ScaleIO Hyperconverged Cluster Build

Notice: Page may contain affiliate links for which we may earn a small commission through services like Amazon Affiliates or Skimlinks.

Jake Sullivan

New Member
Oct 9, 2015
16
23
3
33
Sup crew!

New DR/DEV setup is finally rolling so I thought I'd share some of the build process. This is the first time I've posted anything like this so if there's any more information you all would like to see, just let me know!

Final Build:

4 Compute Nodes:

Operating System/ Storage Platform: ESXi 6.0 U1
CPU: 2x Intel Xeon X5560
Motherboard: X8DTN+
Chassis: 12 Bay SC826-E16
Drives: 4x HGST Deskstar NAS 4TB 7200 RPM 64MB and 2x Samsung 850 Pro 512GB
ADATA Premier SP550 128GB (boot media)
RAM: 256GB (16x 16GB)
Add-in Cards: LSI 9211-8i IT mode / 2x MHQH29B XTR Infiniband
Power Supply: 2x 800W PS

And 4 Storage Nodes:

Operating System/ Storage Platform:
CentOS 7
CPU: Single Intel Xeon X5560
Motherboard: X8DTN+
Chassis: 12 Bay SC826-E16
Drives: 4x HGST Deskstar NAS 4TB 7200 RPM 64MB and 2x Samsung 850 Pro 512GB
ADATA Premier SP550 128GB (boot media)
RAM: 32GB (8x4GB)
Add-in Cards:
LSI 9211-8i IT mode / 1x MHQH29B XTR Infiniband
Power Supply: 2x 800W PS

Current Capacity:
113TB



Backstory:

I work in the oil and gas industry, and man have things been rough over the past year. Management finally listened to our complaints about facilities and a cohesive DR strategy and gave us the go ahead to build out a secondary system that could do double duty as a failover system and development environment (new ERP system coming :(). Thing is, it's not exactly cheap to duplicate a UCS chassis and a Nimble CS400. We also needed a substantial amount of scaleability and capacity for our seismic and geology data.
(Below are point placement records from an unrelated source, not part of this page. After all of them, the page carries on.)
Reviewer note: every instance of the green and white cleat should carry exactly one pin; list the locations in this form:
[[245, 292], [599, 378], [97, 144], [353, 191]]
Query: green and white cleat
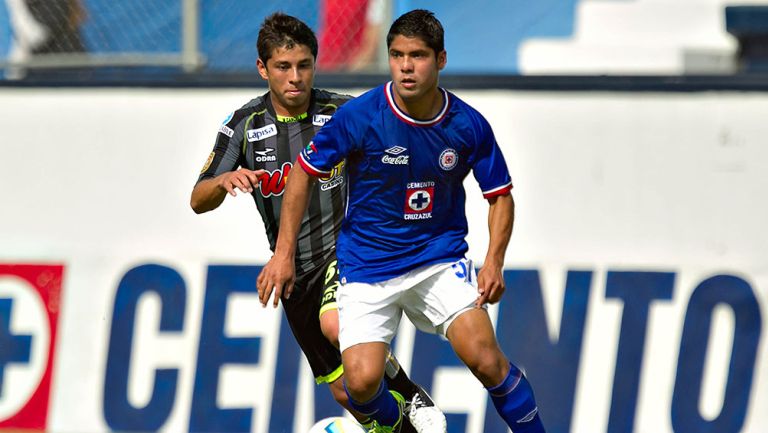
[[424, 415]]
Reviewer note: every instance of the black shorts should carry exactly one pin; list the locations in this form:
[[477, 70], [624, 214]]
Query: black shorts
[[313, 291]]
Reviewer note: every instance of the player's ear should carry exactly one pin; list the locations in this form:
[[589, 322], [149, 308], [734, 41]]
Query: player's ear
[[262, 69]]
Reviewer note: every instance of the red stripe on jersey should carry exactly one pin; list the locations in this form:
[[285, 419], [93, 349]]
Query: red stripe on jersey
[[312, 171], [400, 114], [503, 190]]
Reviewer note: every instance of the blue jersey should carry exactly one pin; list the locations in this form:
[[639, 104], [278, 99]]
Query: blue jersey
[[405, 206]]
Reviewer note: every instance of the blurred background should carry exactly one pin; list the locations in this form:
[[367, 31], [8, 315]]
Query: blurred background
[[178, 39], [637, 275]]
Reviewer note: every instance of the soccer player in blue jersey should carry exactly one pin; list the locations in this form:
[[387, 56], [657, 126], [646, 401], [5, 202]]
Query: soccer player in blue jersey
[[253, 153], [408, 146]]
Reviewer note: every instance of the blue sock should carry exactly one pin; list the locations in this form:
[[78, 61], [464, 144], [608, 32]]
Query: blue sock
[[382, 407], [513, 399]]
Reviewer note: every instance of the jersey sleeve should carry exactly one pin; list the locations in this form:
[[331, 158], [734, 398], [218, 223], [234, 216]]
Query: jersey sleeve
[[227, 152], [332, 144], [490, 168]]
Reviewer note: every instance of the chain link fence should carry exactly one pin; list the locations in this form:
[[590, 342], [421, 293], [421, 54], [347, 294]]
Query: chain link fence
[[218, 36]]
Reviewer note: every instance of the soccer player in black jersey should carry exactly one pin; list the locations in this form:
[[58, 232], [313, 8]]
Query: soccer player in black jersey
[[254, 153]]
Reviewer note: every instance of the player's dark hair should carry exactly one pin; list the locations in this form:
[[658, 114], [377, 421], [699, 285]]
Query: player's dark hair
[[419, 23], [280, 30]]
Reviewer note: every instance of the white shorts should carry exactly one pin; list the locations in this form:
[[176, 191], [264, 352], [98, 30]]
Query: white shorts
[[431, 296]]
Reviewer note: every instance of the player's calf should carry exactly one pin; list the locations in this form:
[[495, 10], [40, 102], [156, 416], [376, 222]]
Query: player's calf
[[514, 400]]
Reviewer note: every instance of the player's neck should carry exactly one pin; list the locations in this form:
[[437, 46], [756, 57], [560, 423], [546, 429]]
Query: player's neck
[[289, 112], [423, 108]]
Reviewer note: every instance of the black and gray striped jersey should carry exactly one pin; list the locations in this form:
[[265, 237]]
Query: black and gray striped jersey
[[255, 137]]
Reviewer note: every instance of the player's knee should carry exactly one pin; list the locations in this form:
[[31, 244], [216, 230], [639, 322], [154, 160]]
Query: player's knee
[[361, 384], [489, 366]]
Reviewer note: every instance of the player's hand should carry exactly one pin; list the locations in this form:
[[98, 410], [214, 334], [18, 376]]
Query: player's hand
[[277, 276], [243, 179], [490, 284]]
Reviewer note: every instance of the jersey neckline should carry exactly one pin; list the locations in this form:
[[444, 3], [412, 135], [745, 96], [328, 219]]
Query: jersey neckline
[[400, 114]]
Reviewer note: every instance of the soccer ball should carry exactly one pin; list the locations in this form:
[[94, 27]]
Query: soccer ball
[[336, 424]]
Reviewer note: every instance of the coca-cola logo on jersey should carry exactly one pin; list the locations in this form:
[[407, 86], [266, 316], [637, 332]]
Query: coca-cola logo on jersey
[[273, 182]]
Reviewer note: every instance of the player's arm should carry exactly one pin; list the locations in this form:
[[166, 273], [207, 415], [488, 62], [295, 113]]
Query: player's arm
[[501, 219], [209, 193], [279, 273]]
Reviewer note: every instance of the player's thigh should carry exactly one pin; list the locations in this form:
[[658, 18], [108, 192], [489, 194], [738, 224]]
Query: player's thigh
[[364, 368], [302, 311], [435, 301], [367, 313]]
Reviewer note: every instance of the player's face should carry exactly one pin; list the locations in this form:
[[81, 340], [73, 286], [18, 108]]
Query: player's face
[[414, 67], [289, 73]]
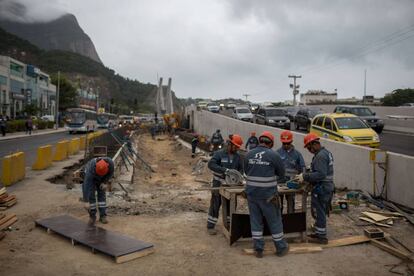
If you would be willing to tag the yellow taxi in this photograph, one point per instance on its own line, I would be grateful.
(345, 128)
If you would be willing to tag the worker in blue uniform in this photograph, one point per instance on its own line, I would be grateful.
(222, 161)
(263, 167)
(294, 164)
(321, 178)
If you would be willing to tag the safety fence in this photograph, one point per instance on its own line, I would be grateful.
(385, 174)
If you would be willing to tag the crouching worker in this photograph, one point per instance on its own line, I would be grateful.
(263, 167)
(97, 171)
(222, 161)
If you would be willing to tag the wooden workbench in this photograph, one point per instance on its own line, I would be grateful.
(238, 224)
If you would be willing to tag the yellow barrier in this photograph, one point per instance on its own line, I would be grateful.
(61, 152)
(82, 143)
(73, 146)
(13, 168)
(44, 158)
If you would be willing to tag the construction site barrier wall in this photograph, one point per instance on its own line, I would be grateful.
(61, 152)
(44, 158)
(74, 145)
(13, 168)
(352, 164)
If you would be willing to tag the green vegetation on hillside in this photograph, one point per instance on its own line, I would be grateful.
(120, 93)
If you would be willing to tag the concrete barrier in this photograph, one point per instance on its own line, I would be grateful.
(13, 168)
(73, 146)
(44, 158)
(61, 151)
(352, 165)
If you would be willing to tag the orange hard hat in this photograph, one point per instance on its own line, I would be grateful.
(268, 135)
(286, 136)
(102, 167)
(310, 138)
(236, 140)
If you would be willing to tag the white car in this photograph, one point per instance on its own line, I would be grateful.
(243, 113)
(213, 107)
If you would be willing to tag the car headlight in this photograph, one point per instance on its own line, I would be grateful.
(347, 138)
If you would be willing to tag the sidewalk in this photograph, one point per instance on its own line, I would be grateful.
(22, 134)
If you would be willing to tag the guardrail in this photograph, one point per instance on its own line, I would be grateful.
(352, 165)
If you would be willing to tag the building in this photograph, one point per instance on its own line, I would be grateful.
(22, 85)
(318, 97)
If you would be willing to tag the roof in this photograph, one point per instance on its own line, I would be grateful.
(337, 115)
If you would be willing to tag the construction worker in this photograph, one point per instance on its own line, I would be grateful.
(222, 161)
(97, 171)
(252, 142)
(321, 179)
(262, 167)
(216, 140)
(293, 162)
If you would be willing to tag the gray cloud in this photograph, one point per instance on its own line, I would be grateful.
(226, 48)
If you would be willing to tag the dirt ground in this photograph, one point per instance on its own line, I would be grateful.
(166, 210)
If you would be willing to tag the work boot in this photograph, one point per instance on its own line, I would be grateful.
(103, 220)
(92, 221)
(283, 251)
(211, 231)
(315, 238)
(258, 253)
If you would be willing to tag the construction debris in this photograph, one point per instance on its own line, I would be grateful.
(6, 200)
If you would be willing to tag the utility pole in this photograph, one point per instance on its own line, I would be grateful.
(246, 95)
(294, 87)
(365, 86)
(57, 103)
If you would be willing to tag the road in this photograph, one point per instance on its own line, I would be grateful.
(30, 144)
(390, 141)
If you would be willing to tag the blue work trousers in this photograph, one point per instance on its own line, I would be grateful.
(258, 209)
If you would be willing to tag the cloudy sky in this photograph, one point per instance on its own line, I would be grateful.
(226, 48)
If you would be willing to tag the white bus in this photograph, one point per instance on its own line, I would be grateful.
(106, 120)
(80, 120)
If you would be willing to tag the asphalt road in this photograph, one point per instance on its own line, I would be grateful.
(390, 141)
(30, 144)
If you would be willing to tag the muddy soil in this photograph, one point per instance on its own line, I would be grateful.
(166, 209)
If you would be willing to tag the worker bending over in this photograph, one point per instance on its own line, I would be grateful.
(262, 167)
(321, 179)
(293, 162)
(97, 171)
(222, 161)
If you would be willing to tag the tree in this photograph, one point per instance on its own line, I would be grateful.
(68, 95)
(399, 97)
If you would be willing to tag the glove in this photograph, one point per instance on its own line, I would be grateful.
(299, 178)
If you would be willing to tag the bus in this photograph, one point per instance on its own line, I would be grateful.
(80, 120)
(106, 120)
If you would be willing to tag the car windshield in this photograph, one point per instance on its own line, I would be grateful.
(242, 110)
(103, 119)
(77, 117)
(361, 111)
(275, 112)
(314, 112)
(350, 123)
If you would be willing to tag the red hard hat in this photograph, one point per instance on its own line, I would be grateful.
(268, 135)
(236, 140)
(102, 167)
(310, 138)
(286, 136)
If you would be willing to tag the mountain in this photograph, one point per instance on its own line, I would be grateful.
(82, 71)
(63, 33)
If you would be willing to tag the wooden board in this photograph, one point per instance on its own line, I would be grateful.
(391, 250)
(374, 222)
(117, 246)
(374, 216)
(8, 223)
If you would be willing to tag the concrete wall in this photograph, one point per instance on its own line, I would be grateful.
(352, 165)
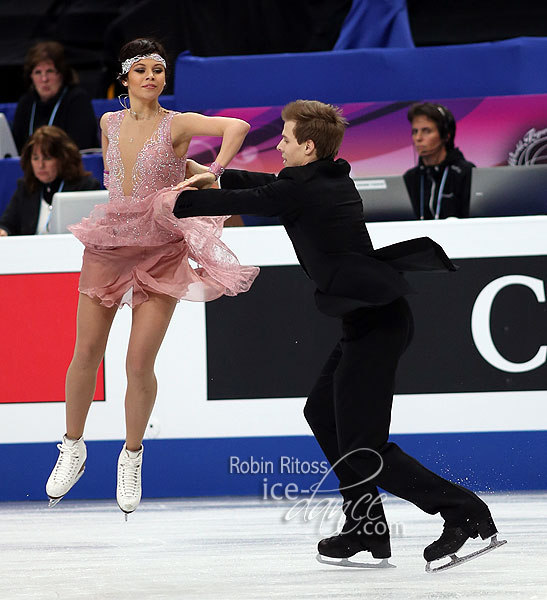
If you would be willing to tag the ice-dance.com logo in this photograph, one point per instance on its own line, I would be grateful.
(364, 510)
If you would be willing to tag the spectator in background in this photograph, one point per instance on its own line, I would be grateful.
(54, 98)
(439, 186)
(51, 163)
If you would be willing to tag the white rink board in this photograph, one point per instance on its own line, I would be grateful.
(182, 410)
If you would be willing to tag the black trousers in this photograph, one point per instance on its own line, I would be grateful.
(349, 412)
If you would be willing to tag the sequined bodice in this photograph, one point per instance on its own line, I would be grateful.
(156, 166)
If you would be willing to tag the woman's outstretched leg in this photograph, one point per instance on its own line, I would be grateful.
(150, 322)
(93, 326)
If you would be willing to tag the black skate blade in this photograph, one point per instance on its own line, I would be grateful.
(344, 562)
(456, 561)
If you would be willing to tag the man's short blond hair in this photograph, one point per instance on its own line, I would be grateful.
(322, 123)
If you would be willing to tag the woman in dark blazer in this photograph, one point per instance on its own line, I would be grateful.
(51, 163)
(54, 98)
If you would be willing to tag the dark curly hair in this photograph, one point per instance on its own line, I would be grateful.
(139, 47)
(55, 143)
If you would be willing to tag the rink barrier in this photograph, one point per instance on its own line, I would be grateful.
(485, 462)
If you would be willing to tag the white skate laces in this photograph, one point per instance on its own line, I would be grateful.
(68, 469)
(129, 490)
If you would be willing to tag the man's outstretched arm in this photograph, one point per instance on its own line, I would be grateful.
(274, 199)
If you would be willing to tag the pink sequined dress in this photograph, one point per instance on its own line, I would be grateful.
(135, 245)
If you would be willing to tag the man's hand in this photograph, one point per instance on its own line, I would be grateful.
(195, 168)
(202, 181)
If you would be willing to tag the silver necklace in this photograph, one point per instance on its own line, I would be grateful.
(137, 117)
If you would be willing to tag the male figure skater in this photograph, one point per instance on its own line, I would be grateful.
(349, 408)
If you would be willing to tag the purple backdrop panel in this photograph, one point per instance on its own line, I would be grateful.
(490, 132)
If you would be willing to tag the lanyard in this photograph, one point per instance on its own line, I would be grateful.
(51, 118)
(439, 195)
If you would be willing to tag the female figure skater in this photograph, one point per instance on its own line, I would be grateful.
(136, 253)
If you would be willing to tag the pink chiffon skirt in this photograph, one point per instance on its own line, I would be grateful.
(134, 247)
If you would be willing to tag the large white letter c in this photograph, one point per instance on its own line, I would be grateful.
(480, 323)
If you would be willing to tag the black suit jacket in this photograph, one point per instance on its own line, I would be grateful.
(323, 215)
(21, 214)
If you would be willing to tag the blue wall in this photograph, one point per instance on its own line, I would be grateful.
(488, 461)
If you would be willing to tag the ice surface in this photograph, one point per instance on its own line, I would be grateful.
(243, 548)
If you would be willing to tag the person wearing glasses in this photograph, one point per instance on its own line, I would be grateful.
(54, 98)
(439, 186)
(51, 163)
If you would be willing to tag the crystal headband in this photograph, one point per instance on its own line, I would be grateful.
(127, 64)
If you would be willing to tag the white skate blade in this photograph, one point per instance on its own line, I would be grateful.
(455, 561)
(345, 562)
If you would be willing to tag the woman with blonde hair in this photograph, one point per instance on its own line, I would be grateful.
(53, 98)
(51, 163)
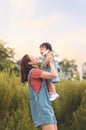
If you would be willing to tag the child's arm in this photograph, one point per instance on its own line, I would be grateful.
(49, 56)
(37, 62)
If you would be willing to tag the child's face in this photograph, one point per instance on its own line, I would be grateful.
(43, 50)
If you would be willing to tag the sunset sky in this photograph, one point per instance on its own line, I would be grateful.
(25, 24)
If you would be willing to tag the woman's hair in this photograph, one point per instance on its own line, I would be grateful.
(46, 45)
(25, 68)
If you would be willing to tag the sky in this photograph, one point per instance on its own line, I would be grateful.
(25, 24)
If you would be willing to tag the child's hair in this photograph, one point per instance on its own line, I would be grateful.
(25, 68)
(46, 45)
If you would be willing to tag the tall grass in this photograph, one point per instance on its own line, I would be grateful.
(70, 107)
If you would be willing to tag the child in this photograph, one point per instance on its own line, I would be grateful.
(46, 52)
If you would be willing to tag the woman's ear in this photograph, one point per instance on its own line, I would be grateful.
(30, 63)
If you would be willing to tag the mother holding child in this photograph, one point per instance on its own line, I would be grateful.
(41, 108)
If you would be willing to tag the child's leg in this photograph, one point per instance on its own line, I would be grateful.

Short story is we ended up going with ScaleIO for the storage platform and Zerto for the replication component.

Our plan was to steadily add 4 drives per month until the system reached 256TB of capacity - we figured we would start at around 100TB to get things off the ground.
Everything excluding the drives was purchased off of eBay. I'll post up an FAQ for why we went this direction as I have more time free up.


Now being that I wasn't entirely sure any of this would work the way I wanted, I ended up going through a couple of build phases to prove the system out before asking for more money.


Phase 1:

I wanted the system to take advantage of a meshed Infiniband network for storage and vMotion traffic. So for the POC we ended up buying two compute nodes and a Mellanox IS5025. To see how flexible SclaleIO could be with hardware, I threw in a desktop (lol) and an older Dell PE server.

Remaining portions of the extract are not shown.